Il pleut deux fois moins que d’ordinaire et la saison des pluies n’a jamais vraiment commencé. Tels sont les constats dressés par Météo-France dans son bulletin du 9 mars. Le déficit en eau est en moyenne de 50 % fin 2022 et début 2023. Une situation qui inquiète particulièrement les agriculteurs. « Je n’ai jamais vu ça, je n’arrive même pas à voir le niveau d’eau au fond de mon puits », alerte Ali Ambody, président du syndicat des éleveurs de Mayotte, qui élève des bovins et cultive des fruits et légumes à Ouangani. 

«Un impact sur la qualité des produits» 

À proximité du pôle agricole de Mro Mouhou, à Bandrélé, la rivière réputée pour couler toute l’année, serait, elle aussi, quasiment à sec. « Deux maraîchers, installés dans cette zone de l’Établissement public foncier et d’aménagement de Mayotte (Epfam), n’ont plus du tout accès à l’eau, hormis celle de leurs réserves », continue l’agriculteur de Ouangani. Le manque d’eau se ferait d’ailleurs d’autant plus sentir dans le nord, zone connue pour être la plus humide de l’île car elle accueille la retenue collinaire de Dzoumogné, l’un des deux grands réservoirs alimentant Mayotte en eau. En février, le comité de suivi de la ressource en eau notait d’ailleurs que le bassin était rempli à 25% seulement.

Une sécheresse et un manque d’eau qui fragilisent particulièrement le maraîchage. « Ce sont les cultures les plus gourmandes en eau. Cela aura forcément un impact sur la qualité des produits », souligne Martin Khuu, responsable d’accompagnement au syndicat des jeunes agriculteurs qui recense leurs « nombreuses inquiétudes ». Ali Ambody, qui vient de planter ses maniocs, craint que ces derniers ne grossissent pas. C’est aussi ce que pressent Soumaïla « Anwar » Moeva, président des Jeunes agriculteurs : « On n’a pas pu planter comme on voulait. Une grande partie de mes plants de moringa n’ont pas résisté alors qu’ils ont la réputation de bien supporter la sécheresse ». 

Soumaila « Anwar » Moeva, président du syndicat des jeunes agriculteurs, a vu une partie de ses plants de moringa mourir à cause de la sécheresse. © DR

La récolte des agrumes :  un premier indicateur 

Résultat : les professionnels anticipent déjà des difficultés financières pour certains agriculteurs, et une hausse des prix de certains produits. D’autant que les maraîchers ont du mal à relancer de nouveaux cycles de production. Mais les véritables conséquences du manque d’eau devraient se faire sentir dans les semaines voire les mois à venir. Selon les agriculteurs, le premier indicateur sera la récolte des agrumes, qui commencera début avril. « Les premières oranges arrivent à ce moment-là. Il y a un risque qu’elles soient petites et qu’elles n’aient pas de goût », indique le responsable d’accompagnement des Jeunes agriculteurs.
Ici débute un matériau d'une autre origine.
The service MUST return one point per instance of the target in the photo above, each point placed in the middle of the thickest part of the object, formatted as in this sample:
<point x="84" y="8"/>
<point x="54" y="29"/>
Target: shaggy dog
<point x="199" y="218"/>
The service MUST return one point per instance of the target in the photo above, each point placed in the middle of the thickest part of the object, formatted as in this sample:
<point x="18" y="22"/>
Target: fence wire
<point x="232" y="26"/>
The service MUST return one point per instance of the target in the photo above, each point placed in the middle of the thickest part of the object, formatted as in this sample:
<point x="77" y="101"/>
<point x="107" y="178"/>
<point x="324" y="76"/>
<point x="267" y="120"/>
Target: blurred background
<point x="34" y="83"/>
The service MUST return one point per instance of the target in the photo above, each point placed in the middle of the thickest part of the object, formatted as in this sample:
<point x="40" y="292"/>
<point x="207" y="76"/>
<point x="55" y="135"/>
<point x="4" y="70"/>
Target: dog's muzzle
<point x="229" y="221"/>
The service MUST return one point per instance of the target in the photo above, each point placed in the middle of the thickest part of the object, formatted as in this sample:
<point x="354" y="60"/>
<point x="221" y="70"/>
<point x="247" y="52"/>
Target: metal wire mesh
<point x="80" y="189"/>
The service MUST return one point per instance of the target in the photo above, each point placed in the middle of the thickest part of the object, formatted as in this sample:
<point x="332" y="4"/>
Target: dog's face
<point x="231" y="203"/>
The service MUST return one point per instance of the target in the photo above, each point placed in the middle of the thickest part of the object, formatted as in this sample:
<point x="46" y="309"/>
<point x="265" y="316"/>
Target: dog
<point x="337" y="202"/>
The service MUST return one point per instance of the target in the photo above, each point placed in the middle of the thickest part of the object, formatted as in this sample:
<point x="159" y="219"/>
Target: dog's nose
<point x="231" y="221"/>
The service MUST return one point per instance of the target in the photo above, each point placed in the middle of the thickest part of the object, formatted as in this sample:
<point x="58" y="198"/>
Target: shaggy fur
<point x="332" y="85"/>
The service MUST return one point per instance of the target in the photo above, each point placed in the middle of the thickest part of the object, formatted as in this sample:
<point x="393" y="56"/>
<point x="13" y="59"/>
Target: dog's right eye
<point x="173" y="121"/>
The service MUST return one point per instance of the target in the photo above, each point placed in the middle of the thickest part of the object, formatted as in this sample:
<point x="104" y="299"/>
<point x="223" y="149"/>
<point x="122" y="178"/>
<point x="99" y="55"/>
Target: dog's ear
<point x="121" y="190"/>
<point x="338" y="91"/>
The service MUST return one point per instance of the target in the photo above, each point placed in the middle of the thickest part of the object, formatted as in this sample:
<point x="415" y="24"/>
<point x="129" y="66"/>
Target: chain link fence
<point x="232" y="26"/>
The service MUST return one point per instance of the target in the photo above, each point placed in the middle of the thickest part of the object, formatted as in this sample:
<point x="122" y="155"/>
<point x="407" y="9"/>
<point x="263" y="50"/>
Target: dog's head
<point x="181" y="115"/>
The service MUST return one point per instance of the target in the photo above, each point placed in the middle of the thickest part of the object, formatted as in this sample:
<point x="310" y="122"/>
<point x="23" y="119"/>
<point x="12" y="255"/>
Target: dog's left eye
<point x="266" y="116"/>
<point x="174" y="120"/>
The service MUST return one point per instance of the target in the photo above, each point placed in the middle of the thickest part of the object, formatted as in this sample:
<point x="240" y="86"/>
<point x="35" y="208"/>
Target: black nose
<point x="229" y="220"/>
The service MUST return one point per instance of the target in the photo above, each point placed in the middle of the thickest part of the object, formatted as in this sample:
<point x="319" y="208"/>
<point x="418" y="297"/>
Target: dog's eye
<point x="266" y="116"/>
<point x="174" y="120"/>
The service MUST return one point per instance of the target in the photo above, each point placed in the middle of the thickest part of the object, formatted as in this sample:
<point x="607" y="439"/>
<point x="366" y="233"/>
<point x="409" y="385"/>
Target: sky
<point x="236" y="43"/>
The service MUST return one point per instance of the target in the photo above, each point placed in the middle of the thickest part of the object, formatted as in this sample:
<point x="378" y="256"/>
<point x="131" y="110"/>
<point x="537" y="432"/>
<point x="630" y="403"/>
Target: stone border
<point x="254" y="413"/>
Le président du syndicat, « Anwar » Moeva, estime de son côté qu’il faut attendre les mois de mai et de juin pour voir les effets de la sécheresse. Tous espèrent en tout cas que la saison des pluies n’est que décalée, et qu’elle s’étendra au moins jusqu’à la mi-avril. « Si nous sommes déjà à la fin de la saison, c’est catastrophique », estime Martin Khuu.

 L'accès à l'eau dans la charte de l'environnement ?

« Le droit à l’eau potable et à l’assainissement est un droit humain, essentiel à la pleine jouissance de la vie et à l’exercice de tous les droits humains. » Voilà le contenu de l’article que huit députés français, dont Mansour Kamardine, veulent faire intégrer à la Charte de l’environnement, qui apporte une valeur constitutionnelle à tout ce qui touche l’environnement en France. Les parlementaires rappellent que ce droit n’existe dans aucun texte de la législation française, alors que plusieurs états l’ont intégré, tout comme les Nations unies. En effet, une résolution et écrite dans les mêmes termes a été adopté, le 28 juillet 2010. Un texte similaire dans la Charte de l’environnement permettrait de « se mettre en conformité avec le droit international », préconisent ainsi les députés.